Acknowledging your feelings about caregiving, especially the negative ones, is a good thing. The more honest you are with yourself and with others, the more likely you are to realize that your emotions are absolutely normal.
How are you?
Do any of these words describe what you feel?
- Emotionally and/or physically exhausted, overwhelmed, at the breaking point—or, flat out burned out?
- Nervous, anxious, depressed, stressed?
- Impatient? Frustrated?
- Guilty for not doing enough for your adult family member, your own family or your employer—or for resenting your caregiver role?
- Angry that you’re caring for someone you don’t like, have never gotten along with, or wasn’t kind to you?
- Wracked with grief for your losses and the should-have-beens?
Do you ever wish it would just be over so you could get your “regular” life back?
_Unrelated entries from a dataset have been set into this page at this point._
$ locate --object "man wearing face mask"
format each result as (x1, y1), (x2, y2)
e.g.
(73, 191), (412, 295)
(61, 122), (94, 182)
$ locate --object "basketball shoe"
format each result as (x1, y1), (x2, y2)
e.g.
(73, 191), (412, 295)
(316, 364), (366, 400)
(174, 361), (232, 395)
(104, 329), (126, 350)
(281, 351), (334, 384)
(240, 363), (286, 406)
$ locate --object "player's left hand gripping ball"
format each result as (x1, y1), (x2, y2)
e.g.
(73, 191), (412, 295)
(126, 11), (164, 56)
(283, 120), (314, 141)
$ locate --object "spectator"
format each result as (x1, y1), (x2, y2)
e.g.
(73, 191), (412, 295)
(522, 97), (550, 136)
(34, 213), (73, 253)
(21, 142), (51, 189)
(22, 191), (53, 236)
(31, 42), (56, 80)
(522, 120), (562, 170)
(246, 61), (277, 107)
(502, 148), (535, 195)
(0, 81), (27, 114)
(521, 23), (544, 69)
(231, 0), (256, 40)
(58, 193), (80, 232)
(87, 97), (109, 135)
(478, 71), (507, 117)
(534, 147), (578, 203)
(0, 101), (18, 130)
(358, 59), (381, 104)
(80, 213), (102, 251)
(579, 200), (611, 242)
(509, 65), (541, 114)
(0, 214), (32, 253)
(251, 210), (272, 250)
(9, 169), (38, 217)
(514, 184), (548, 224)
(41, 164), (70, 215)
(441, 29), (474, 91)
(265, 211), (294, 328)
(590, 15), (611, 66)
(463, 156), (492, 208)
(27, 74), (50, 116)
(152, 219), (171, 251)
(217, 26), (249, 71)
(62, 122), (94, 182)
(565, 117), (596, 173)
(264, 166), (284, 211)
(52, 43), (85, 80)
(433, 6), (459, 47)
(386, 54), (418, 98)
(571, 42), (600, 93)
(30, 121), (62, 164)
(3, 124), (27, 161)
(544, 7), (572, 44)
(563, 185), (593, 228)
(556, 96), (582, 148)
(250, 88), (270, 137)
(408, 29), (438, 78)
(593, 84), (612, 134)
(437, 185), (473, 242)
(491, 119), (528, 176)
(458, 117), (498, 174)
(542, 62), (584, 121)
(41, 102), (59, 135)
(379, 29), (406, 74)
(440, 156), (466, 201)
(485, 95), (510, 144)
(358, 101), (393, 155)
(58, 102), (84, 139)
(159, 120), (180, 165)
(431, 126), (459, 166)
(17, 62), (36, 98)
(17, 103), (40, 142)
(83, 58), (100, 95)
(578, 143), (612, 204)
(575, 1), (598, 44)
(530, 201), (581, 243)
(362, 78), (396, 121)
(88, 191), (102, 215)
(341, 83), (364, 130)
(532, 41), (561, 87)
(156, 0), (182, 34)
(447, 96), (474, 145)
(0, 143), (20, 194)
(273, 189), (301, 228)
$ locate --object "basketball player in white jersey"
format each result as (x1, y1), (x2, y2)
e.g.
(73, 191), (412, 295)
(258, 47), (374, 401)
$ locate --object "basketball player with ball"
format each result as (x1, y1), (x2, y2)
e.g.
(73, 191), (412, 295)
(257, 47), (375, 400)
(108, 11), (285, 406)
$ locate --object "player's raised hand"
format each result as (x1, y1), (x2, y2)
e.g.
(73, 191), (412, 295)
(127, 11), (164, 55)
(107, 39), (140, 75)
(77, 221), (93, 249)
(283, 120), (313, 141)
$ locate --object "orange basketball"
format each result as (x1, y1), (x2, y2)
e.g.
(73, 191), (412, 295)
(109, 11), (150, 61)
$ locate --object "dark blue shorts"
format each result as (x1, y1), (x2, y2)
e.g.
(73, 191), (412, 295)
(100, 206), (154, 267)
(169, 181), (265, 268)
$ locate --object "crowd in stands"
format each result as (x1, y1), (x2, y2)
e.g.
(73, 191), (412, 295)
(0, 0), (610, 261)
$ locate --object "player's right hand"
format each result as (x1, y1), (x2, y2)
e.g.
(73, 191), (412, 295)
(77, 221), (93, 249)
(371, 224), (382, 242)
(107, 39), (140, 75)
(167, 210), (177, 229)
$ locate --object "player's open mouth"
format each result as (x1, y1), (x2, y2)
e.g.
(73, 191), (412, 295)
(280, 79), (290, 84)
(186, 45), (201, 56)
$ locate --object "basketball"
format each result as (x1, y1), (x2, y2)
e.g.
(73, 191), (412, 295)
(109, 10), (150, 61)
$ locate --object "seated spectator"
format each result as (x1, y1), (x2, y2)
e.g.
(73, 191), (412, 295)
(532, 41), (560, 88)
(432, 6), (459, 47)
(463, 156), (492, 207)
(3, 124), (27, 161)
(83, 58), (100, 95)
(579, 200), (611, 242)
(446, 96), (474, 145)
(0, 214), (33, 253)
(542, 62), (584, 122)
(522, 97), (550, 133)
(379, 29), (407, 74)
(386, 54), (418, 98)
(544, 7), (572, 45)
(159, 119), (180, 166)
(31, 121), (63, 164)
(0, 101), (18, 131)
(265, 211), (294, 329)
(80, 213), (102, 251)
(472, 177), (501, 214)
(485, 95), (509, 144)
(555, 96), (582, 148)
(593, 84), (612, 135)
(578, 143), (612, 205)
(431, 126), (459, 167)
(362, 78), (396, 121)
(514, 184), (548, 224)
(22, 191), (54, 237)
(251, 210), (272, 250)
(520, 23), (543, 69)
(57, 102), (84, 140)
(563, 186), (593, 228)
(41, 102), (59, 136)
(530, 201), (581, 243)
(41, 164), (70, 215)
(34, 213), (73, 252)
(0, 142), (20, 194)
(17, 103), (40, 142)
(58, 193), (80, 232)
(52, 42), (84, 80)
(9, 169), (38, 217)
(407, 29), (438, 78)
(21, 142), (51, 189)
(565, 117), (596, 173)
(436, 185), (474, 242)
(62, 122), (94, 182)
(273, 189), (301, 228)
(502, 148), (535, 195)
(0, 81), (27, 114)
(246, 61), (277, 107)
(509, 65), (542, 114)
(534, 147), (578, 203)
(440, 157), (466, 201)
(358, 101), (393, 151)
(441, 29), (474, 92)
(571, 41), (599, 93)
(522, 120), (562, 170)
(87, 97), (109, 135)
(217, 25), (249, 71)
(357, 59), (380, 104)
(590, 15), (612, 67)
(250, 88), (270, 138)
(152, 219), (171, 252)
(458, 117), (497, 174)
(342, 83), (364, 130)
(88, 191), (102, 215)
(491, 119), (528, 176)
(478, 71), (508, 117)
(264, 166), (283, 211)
Pay attention to your feelings. Don’t minimize them! You may not be able to change the situation but even minor tweaks can keep you sane and healthy.
Issues to Consider
Problems and solutions.
Try to figure out what is making you feel the way you do and see if there are ways to reduce the feeling. Decide what you need—and what is realistic. If you’re overwhelmed, for example, can you delegate or outsource responsibilities and tasks? Can you have friends sign up on an online care coordination service to help with errands and tasks? Are there support groups online, on the telephone, or in person, for you to vent, share ideas, or just listen? Or, would a geriatric care manager (now known as an “aging life care professional”) who knows the services in your area and can tailor them to your parent’s needs be best?
Taking time for you.
Is there a way to get time for yourself or at least a break from caregiving? Stress can harm your immune system so pay attention to your body and your emotions. Gaining distance, even for a short time, can let your mind refresh. Read a book. Have coffee with a friend. Hit the gym. Really, anything that is relaxing, fun or gives you meaning.
Can another family member or a professional take over for a few hours or a weekend? Would respite care make sense, either in your family member’s home or in a place specializing in temporary stays (i.e. assisted living and nursing homes)? Have you explored adult day care where your parent spends several hours socializing in a structured environment? Many senior centers have programs.
Dealing with dementia.
If you’re a dementia caregiver, there may be memory cafes in your area where you and your family member can get together with those in similar straits. Some communities have Alzheimer’s programs at museums, the movies or elsewhere.
What resources are in your community? The more information you have, the better for you and your family member.